The second day of ReMix was a bit of a let down all round for me. I didn’t win the Ready Steady Talk event (not that I’d taken part to win, but it was a disappointment non the less) and the day’s talk agenda was poor. To cap it all off, the “sneak peeks” was totally devoid of any interesting previews of upcoming Microsoft technologies. The “sneak peeks” event was actually so bad, I left halfway through and went home. What possessed Microsoft to think I’d be interested in more tired old news about Silverlight, along with such things as an advert for an Xbox karaoke game, is beyond me.
The 20/20 talks were fun (these were a series of pecha kucha talks by some of the “community folk” and the conference presenters. This was the highlight of the day though. The low point was “Design with Microsoft Expression” by Arturo Toledo. As we all got a license for Expression Studio, I figured it would be sensible go along and watch a talk on how to use the tools. Arturo used some truly awful piece of software in place of slides, whereby the whole presentation was on a single “sheet” and he zoomed in and out and panned around the thing in a way that left me feeling near sea sick. On top of that, he showed us how to draw a mouse icon with fancy shading and how add a spaceship sprite to a game. Not exactly useful when 4/5ths of the room were developers. In fact I learned more about Expression Blend from Scott Guthrie’s Silverlight presentations.

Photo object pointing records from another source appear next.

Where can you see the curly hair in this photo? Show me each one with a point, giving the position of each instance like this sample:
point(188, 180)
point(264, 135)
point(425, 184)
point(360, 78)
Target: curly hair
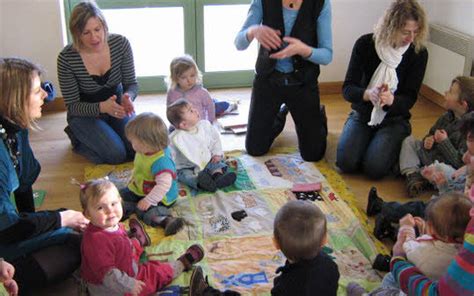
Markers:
point(395, 18)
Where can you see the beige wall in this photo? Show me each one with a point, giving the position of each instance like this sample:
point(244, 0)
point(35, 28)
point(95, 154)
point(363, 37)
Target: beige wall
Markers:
point(32, 28)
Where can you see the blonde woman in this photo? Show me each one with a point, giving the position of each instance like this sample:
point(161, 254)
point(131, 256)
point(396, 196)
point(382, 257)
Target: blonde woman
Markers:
point(382, 83)
point(42, 246)
point(97, 78)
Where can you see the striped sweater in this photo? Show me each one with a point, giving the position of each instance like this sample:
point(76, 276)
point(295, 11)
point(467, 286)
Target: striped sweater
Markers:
point(458, 280)
point(74, 79)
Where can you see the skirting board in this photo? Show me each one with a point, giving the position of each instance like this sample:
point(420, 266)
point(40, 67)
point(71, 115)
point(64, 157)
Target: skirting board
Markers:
point(325, 88)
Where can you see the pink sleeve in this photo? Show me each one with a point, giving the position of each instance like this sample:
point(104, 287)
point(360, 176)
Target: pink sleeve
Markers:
point(172, 96)
point(163, 185)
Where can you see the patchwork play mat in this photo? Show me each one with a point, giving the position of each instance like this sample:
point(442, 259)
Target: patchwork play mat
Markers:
point(240, 255)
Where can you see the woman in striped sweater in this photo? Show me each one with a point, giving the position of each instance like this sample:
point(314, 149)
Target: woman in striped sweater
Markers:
point(97, 79)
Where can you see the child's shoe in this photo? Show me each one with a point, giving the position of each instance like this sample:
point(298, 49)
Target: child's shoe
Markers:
point(224, 180)
point(193, 254)
point(172, 225)
point(383, 228)
point(206, 182)
point(138, 231)
point(374, 203)
point(416, 184)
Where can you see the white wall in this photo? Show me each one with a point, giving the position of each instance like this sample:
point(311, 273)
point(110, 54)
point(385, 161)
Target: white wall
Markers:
point(32, 28)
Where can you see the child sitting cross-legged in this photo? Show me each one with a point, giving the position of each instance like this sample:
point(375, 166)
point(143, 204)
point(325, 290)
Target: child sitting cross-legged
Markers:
point(300, 232)
point(197, 149)
point(444, 143)
point(153, 187)
point(111, 260)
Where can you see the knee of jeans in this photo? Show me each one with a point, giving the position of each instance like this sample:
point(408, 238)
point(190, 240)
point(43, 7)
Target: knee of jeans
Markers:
point(115, 156)
point(376, 169)
point(256, 150)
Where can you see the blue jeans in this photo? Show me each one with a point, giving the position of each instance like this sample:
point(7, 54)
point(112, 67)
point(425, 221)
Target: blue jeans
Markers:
point(374, 149)
point(101, 139)
point(189, 177)
point(153, 216)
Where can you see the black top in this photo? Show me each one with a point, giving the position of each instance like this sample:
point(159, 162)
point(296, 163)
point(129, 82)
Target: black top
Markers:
point(364, 61)
point(318, 276)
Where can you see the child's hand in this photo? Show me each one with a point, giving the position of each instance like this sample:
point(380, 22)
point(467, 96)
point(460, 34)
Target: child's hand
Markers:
point(127, 104)
point(407, 220)
point(6, 271)
point(137, 288)
point(12, 287)
point(143, 205)
point(111, 107)
point(216, 158)
point(428, 143)
point(440, 135)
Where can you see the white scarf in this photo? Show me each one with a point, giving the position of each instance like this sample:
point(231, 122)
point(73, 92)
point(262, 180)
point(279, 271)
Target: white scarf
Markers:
point(385, 74)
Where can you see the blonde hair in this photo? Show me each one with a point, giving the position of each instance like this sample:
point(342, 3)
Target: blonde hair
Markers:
point(449, 215)
point(92, 191)
point(178, 66)
point(149, 129)
point(175, 111)
point(299, 229)
point(16, 84)
point(466, 84)
point(395, 18)
point(81, 13)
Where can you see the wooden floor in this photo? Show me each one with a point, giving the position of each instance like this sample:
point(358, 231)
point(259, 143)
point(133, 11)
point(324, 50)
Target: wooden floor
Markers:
point(60, 164)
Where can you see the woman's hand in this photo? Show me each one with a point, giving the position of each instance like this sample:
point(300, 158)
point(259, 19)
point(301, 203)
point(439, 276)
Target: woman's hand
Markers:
point(143, 205)
point(111, 107)
point(440, 135)
point(386, 96)
point(428, 142)
point(294, 47)
point(372, 95)
point(73, 219)
point(127, 104)
point(269, 38)
point(12, 287)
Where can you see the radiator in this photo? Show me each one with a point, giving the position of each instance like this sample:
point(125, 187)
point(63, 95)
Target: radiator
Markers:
point(450, 54)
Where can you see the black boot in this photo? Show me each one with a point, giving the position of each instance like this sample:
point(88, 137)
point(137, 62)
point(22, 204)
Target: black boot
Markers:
point(374, 203)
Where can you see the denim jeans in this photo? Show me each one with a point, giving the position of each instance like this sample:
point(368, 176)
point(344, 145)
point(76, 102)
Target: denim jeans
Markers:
point(188, 176)
point(101, 139)
point(374, 149)
point(409, 160)
point(302, 100)
point(152, 216)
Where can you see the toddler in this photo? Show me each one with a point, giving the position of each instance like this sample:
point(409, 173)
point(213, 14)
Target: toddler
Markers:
point(300, 233)
point(6, 277)
point(444, 142)
point(197, 149)
point(185, 81)
point(153, 187)
point(110, 259)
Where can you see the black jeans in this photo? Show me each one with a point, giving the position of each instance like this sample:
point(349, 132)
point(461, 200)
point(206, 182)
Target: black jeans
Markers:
point(302, 99)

The Ready Steady Talk event was terrifying and great fun at the same time. I’ve previously only presented talks to small groups of up to 20 work colleagues, so to go from that to talking to a hall full of hundreds of people (many of whom paid no attention as they were trying to eat their lunch) was an amazing experience. I’ve definitely got the presenter bug and – having had positive feedback from Simon Harriyott – I may even do a talk at a Brighton Geek Dinner in the future. Doing the talks also helped me with a problem I’d had at last year’s Mix:UK: it got me talking to people. The free Moo Cards provided a great way to swap details and I came away with around a dozen new contacts. Bizarrely, one of them was Andrew Shorten, an Adobe evangalist, whom I recognised due to him presenting the keynote at the London “AIR Tour” event.
I really enjoyed Mix:UK last year. I was far less impressed with ReMix. This isn’t a criticism of the event organisers though, as the venue was better and things were very well organised. My criticism is with the content. There was very little new information and it’s technical level was very basic. Last year, I knew little about a number of the technologies Microsoft presented and so I learned a lot. This year, many of the topics were the same, and almost all that was new since then had been covered by other Microsoft presentations. It’s a good event, but having been twice, I feel it’s an event that is only worth visiting once. I do not see myself returning to the Mix next year therefore.